To make matters worse, a machine learning model doesn’t always get the answer right. It learns from its mistakes and improves, but there is nothing quite as maddening as someone who is unpredictable, refuses to explain their process, and got it wrong that one time!
The best way to reduce the dissonance between a blackbox model and how it manifests into a user experience is to:
Tell the user what to expect, and
Give them some semblance of control and options they can choose from.
(1) is important — there is a significant step change in the experience between deterministic and non-deterministic products. In the … ahem … future, all products will be “non deterministic”; we are in the midst of this shift but until it becomes commonplace, user education will be a key component of the experience. Better onboarding / FTUE / tutorials go a long way to educate users on what to expect and how to deal with unexpected outcomes.
Not doing (2) is a common mistake ML maximalists make. Yes, the dream is to make every product be completely hands-off-the-wheel-self-driving, but don’t start there. If possible, give your users knobs and levers to tweak their experience, or multiple options where they can decide which fits them best. Google Maps gives you multiple routes you can choose from. Twitter lets you switch between the algorithmic feed and the non-algorithmic one. Chat GPT retains context of previous prompts and answers so you can ask follow up questions, revise things, make suggestions.

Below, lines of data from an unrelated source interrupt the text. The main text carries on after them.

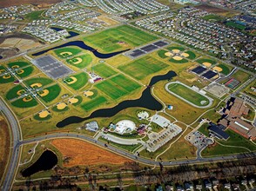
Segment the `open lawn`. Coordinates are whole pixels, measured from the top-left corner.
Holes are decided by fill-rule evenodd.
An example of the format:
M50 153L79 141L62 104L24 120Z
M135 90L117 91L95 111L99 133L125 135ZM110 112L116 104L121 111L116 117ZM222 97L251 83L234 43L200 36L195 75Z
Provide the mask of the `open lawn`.
M2 181L3 181L3 173L8 163L10 142L8 123L3 117L2 114L0 114L0 185L2 185Z
M206 97L197 93L196 91L193 91L192 89L186 88L182 84L172 83L168 86L168 89L170 91L183 97L184 99L189 101L190 102L197 106L207 105L209 103L209 100ZM205 101L205 102L201 103L201 102L203 101Z
M59 150L63 157L69 157L64 167L95 164L124 164L131 161L123 156L116 155L93 144L74 139L56 139L51 144Z
M74 77L74 80L72 80L71 77ZM71 80L70 83L69 80ZM88 82L88 75L84 72L81 72L79 74L66 77L64 81L66 82L66 84L71 87L73 89L78 90ZM74 82L72 83L72 82Z
M61 88L58 84L54 84L52 86L47 87L44 89L47 89L49 91L49 94L45 96L41 96L40 98L44 100L45 102L50 102L56 99L61 91Z
M57 49L54 49L55 54L60 58L67 58L69 56L73 56L82 50L77 48L73 47L66 47L66 48L60 48Z
M17 108L22 108L22 109L32 108L32 107L37 105L37 102L35 100L35 98L31 98L31 96L29 96L28 99L29 100L31 99L31 100L30 102L24 102L23 100L23 98L17 99L17 100L12 102L11 105L13 105Z
M105 65L104 63L100 63L96 66L93 66L93 71L104 78L110 77L118 73L117 71L115 71L109 66Z
M141 46L156 39L158 37L138 29L122 25L87 36L84 41L100 48L104 52L111 52Z
M220 63L220 64L219 64L217 66L222 69L222 71L220 73L224 74L226 76L228 75L231 72L231 69L232 69L232 67L227 66L227 65L223 64L223 63Z
M93 109L106 102L107 102L107 99L105 97L98 96L88 102L83 103L81 105L81 108L85 111L90 111L91 109Z
M75 67L77 67L78 69L84 69L85 67L89 66L91 61L92 61L92 57L89 54L75 56L66 60L68 63Z
M26 62L14 62L14 63L10 63L7 64L8 67L17 69L17 68L23 68L30 65L30 63Z
M96 84L95 87L111 99L116 100L131 94L140 85L123 75L118 75Z
M30 74L32 74L34 70L34 68L31 66L18 69L16 71L16 74L20 77L20 78L24 78L28 76L30 76Z
M168 64L146 56L128 64L119 66L118 69L138 80L142 80L167 67Z
M29 80L24 81L24 83L30 87L32 84L37 84L37 83L41 83L42 86L46 86L50 83L53 82L53 80L46 77L35 77L35 78L30 78Z
M24 89L24 91L21 91L22 89ZM24 92L25 92L24 87L18 84L18 85L16 85L15 87L13 87L11 89L10 89L7 92L6 98L8 100L11 100L11 99L17 97L18 96L20 96L21 94L23 94Z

From how-to-act to how-to-think
That Slack notification flowchart was a set of instructions on how the system should act in every situation. If that system were to be re-done in a non-deterministic manner, the way to approach it is as if you were teaching someone how to think.

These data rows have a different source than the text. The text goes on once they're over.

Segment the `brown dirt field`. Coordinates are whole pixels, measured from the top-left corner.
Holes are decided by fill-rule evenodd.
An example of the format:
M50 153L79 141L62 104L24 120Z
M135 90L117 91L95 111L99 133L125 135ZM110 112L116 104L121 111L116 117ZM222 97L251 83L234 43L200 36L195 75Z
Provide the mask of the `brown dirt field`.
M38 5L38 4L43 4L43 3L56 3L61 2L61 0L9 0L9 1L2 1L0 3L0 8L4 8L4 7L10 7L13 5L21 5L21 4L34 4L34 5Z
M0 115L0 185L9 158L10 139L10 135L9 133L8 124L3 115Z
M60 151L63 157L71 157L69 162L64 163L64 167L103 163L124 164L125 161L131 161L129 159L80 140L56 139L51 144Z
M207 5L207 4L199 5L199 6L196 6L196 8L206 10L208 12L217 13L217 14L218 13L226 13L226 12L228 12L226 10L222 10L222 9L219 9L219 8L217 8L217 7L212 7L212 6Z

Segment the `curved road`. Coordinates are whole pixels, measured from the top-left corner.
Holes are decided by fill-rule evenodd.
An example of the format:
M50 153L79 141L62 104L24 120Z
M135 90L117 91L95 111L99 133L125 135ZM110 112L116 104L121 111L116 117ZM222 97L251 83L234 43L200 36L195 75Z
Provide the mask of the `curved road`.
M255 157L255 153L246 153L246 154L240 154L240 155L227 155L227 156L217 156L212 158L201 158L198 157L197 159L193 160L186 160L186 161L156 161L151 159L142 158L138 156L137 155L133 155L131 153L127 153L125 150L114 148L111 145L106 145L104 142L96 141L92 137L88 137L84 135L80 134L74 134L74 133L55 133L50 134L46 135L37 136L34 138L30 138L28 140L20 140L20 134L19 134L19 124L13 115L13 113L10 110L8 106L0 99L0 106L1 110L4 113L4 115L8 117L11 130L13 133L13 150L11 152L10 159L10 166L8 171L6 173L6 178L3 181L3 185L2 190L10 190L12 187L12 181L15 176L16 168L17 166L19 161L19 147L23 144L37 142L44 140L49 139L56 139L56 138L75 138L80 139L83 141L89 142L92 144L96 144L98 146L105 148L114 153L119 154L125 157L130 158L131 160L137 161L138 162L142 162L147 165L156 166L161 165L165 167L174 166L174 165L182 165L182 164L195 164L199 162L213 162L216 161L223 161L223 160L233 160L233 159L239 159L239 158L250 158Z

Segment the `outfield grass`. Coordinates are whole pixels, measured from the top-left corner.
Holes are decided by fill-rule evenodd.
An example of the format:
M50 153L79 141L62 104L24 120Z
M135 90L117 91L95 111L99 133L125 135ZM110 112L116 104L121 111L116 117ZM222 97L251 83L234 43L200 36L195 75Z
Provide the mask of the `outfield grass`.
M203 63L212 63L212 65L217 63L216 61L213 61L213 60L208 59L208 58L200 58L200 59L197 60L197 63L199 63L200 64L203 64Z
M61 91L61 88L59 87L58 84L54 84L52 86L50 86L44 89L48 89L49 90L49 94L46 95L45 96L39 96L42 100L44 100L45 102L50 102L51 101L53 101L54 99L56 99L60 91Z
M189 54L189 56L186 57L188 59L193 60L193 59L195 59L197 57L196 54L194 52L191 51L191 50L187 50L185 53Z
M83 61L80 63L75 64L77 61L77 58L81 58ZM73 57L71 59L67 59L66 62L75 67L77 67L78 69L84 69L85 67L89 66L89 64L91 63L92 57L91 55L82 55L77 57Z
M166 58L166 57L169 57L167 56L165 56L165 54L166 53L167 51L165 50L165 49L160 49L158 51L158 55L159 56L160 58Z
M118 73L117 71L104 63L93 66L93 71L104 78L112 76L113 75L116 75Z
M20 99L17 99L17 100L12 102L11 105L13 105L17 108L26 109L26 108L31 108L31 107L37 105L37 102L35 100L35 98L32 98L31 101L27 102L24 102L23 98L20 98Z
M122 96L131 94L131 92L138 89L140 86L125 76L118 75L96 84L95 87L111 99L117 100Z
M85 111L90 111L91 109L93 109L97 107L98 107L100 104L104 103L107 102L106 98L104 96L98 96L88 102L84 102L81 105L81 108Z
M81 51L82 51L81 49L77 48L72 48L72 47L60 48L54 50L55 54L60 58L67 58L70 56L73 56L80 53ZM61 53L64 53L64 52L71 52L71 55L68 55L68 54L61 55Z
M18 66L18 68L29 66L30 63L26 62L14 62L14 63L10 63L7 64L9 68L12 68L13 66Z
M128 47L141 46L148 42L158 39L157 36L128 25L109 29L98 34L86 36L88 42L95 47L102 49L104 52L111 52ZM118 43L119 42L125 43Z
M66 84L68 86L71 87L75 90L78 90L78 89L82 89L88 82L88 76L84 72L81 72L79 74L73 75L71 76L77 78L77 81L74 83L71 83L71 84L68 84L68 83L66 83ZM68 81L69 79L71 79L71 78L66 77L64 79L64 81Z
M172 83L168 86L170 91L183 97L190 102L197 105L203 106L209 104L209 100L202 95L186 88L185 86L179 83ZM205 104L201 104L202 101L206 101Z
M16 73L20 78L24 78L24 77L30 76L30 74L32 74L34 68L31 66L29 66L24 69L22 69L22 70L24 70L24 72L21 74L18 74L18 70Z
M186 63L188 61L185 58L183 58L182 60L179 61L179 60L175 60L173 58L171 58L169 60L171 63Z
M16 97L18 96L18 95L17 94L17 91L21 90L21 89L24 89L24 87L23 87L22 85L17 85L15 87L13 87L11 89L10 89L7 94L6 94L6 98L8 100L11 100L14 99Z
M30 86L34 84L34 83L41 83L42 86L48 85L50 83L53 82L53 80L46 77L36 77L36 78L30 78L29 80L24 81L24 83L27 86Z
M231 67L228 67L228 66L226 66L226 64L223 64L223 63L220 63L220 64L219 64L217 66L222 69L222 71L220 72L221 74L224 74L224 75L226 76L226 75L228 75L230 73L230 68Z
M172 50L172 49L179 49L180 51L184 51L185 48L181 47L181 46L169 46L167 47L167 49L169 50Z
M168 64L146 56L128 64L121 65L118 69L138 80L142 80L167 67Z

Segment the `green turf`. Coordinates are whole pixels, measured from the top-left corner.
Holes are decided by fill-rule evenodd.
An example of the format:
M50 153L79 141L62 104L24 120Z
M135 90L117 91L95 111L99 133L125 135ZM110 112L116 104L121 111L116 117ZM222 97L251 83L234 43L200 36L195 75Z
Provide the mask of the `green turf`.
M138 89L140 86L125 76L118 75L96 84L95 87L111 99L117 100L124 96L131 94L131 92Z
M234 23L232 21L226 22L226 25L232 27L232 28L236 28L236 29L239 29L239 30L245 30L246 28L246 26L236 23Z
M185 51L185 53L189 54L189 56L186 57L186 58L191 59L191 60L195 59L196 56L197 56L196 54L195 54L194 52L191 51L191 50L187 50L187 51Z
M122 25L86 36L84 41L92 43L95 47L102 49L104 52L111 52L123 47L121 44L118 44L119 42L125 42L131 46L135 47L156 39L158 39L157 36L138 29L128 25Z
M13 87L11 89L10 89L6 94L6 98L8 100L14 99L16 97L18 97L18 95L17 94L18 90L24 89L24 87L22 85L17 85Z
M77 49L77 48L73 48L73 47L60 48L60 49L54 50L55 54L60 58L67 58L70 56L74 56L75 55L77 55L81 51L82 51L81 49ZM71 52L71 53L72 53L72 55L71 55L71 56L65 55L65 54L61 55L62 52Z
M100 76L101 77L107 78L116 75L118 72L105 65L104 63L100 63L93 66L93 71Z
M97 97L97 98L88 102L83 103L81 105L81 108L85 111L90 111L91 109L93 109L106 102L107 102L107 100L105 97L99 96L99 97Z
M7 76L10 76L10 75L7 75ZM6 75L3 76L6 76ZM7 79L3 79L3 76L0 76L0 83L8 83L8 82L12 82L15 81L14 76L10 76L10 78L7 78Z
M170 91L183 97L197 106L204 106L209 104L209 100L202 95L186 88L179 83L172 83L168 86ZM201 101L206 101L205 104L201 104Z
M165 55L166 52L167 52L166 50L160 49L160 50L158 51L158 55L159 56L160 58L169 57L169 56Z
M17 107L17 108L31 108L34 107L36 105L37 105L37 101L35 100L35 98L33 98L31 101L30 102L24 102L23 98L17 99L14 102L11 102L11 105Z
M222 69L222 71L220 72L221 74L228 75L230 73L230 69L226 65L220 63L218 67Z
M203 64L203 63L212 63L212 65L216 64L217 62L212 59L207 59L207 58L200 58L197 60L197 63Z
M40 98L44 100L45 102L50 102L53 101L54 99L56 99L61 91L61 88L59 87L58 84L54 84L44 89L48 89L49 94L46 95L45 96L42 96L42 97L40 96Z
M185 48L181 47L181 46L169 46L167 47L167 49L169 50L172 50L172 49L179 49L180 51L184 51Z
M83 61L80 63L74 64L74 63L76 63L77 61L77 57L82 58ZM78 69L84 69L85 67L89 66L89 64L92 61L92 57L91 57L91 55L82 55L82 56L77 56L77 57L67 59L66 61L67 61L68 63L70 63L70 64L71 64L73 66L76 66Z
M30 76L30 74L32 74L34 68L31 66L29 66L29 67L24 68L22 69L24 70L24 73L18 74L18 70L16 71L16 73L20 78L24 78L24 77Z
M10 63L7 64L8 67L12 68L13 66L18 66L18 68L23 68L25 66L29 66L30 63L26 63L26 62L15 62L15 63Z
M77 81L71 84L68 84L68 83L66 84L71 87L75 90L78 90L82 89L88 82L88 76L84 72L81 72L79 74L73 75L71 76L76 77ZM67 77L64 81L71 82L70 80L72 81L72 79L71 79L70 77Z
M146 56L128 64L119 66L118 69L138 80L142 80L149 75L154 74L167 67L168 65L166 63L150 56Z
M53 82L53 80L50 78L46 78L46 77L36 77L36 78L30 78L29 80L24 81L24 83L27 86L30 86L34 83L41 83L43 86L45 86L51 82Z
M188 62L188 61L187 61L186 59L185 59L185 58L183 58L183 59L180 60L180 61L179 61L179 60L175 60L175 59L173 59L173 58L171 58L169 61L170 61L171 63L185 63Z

Here is one possible way the flowchart might look:
This, of course, is very simplistic. The main point of this illustration is how much of the logic that had to be determined ahead of time moves into a ‘blackbox’ ML model that is constantly learning and improving. Every interesting piece of content simply becomes a “candidate” for a push notification that the model can act on. The heavy lifting now needs to be done on:
Reducing dissonance from the non-deterministic experience for the user, and
Recognizing that the model has needs — feedback loops, user preferences, external context, bootstrapping, etc. — and designing the product to maximizing these inputs to the model.
It is usually hard to simply squeeze machine learning (non-determinism) into an existing deterministic product. Converting it into a non-deterministic product needs many product assumptions and user expectations to be fundamentally reset. But it unlocks much more capabilities as a result.

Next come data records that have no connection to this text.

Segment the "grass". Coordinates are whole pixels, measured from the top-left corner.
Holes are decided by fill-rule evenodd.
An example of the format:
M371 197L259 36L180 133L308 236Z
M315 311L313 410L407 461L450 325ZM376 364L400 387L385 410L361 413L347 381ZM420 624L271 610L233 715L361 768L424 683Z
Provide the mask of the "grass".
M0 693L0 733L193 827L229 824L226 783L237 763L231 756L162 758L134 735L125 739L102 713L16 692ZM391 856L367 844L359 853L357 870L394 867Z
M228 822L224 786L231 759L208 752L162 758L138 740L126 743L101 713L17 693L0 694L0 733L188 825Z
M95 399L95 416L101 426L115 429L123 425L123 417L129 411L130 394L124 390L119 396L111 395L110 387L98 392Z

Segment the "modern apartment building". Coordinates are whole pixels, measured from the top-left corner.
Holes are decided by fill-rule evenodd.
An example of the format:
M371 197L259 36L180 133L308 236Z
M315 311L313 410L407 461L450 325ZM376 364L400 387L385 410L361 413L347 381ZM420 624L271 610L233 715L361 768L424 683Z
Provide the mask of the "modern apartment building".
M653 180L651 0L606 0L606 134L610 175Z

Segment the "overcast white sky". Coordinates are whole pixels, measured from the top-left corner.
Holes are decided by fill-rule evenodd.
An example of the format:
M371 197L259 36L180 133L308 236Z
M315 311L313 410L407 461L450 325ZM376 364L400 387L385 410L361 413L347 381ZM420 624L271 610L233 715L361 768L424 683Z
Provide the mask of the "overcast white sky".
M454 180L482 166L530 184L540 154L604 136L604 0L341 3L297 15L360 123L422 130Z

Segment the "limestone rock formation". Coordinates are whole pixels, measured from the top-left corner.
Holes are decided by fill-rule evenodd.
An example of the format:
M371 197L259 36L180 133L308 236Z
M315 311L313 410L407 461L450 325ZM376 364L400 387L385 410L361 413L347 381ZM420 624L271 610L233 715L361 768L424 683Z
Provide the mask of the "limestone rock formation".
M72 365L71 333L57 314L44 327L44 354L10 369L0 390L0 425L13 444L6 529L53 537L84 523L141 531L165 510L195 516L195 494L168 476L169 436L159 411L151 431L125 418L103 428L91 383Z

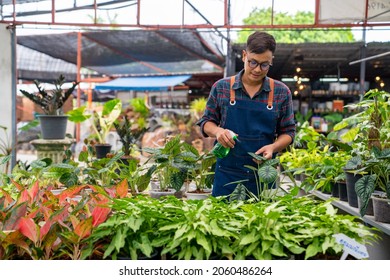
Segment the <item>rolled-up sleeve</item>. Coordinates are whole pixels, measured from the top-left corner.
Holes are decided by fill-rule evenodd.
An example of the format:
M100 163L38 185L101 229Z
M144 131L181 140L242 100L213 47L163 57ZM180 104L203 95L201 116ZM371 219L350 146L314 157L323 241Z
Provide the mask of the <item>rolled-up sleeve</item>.
M199 121L197 121L197 125L200 127L200 130L204 137L209 137L204 132L204 125L206 122L213 122L216 125L219 125L221 120L221 112L218 109L218 89L217 89L217 83L215 83L210 91L210 95L207 99L206 109L204 111L203 116L200 118Z
M290 90L287 90L286 99L281 104L280 121L276 133L277 136L287 134L291 137L292 141L294 141L295 130L296 124L292 105L292 97Z

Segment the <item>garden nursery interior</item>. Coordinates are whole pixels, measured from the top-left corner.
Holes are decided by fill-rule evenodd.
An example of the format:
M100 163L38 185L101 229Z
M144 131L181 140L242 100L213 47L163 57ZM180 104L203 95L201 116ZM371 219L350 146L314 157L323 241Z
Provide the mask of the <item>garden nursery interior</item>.
M216 139L197 125L244 67L233 34L388 28L384 1L307 1L311 23L278 22L282 0L244 23L246 1L210 1L216 22L177 1L175 24L148 2L0 1L0 260L389 260L389 42L276 40L296 134L248 153L257 194L212 195Z

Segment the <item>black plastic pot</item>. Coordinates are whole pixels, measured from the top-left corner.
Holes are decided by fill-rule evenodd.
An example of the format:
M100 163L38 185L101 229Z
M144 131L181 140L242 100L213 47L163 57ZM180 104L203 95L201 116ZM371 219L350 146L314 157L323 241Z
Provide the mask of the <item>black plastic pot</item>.
M64 139L68 116L39 115L43 139Z
M357 180L359 180L362 175L361 174L354 174L351 171L345 170L345 180L347 183L347 195L348 195L348 204L352 207L358 208L358 200L357 200L357 194L355 191L355 183Z
M348 201L347 184L345 182L338 182L339 185L339 199L341 201Z
M333 196L333 197L339 197L339 183L337 182L337 183L334 183L333 185L332 185L332 193L331 193L331 195Z
M107 154L111 152L110 144L96 144L95 145L96 158L105 158Z

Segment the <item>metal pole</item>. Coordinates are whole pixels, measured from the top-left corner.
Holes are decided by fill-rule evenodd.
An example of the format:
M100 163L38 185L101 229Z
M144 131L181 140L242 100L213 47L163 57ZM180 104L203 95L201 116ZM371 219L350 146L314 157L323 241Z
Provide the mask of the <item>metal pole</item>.
M228 26L230 25L230 0L227 0L225 2L227 5L227 24ZM233 69L233 60L234 55L233 55L233 47L231 44L231 38L230 38L230 28L226 29L226 44L227 44L227 50L226 50L226 59L225 59L225 77L229 77L235 74L235 69Z
M16 131L16 80L17 80L17 66L16 66L16 27L15 25L9 26L8 28L11 32L11 70L12 70L12 78L11 78L11 87L12 87L12 116L11 116L11 143L12 152L11 152L11 168L12 170L16 165L16 141L17 141L17 131Z
M367 43L366 43L366 27L363 27L363 46L361 48L361 59L362 62L360 63L360 99L363 98L365 88L364 88L364 82L366 79L366 49L367 49Z

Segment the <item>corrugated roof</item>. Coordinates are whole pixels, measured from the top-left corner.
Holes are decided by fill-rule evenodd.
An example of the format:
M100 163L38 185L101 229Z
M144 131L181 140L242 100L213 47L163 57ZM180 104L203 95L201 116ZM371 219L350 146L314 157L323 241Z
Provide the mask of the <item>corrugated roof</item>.
M207 34L210 37L210 34ZM18 44L77 63L77 33L18 36ZM105 75L223 72L217 40L195 30L82 33L82 66Z
M118 78L95 86L96 90L167 91L181 84L191 75Z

In our example of Slack notifications, everyone part of a large and active Slack organization suffers from notification fatigue. There is not only a problem of too many notifications (every action you take in the app results in the possibility of multiple notifications coming back to you!), there is also a problem of you missing out on interesting conversations in other parts of Slack simply because they didn’t qualify for the various deterministic rules to trigger a notification. A non-deterministic product would be able to solve both.
We’re only scratching the surface of non-deterministic products. This current wave of generative AI is going to make many more types of products non-deterministic, and likely result in entirely new kinds of products not possible earlier. The gap between what we are accustomed to and expect of our tools and the capabilities of technology products will only widen, and need to be bridged.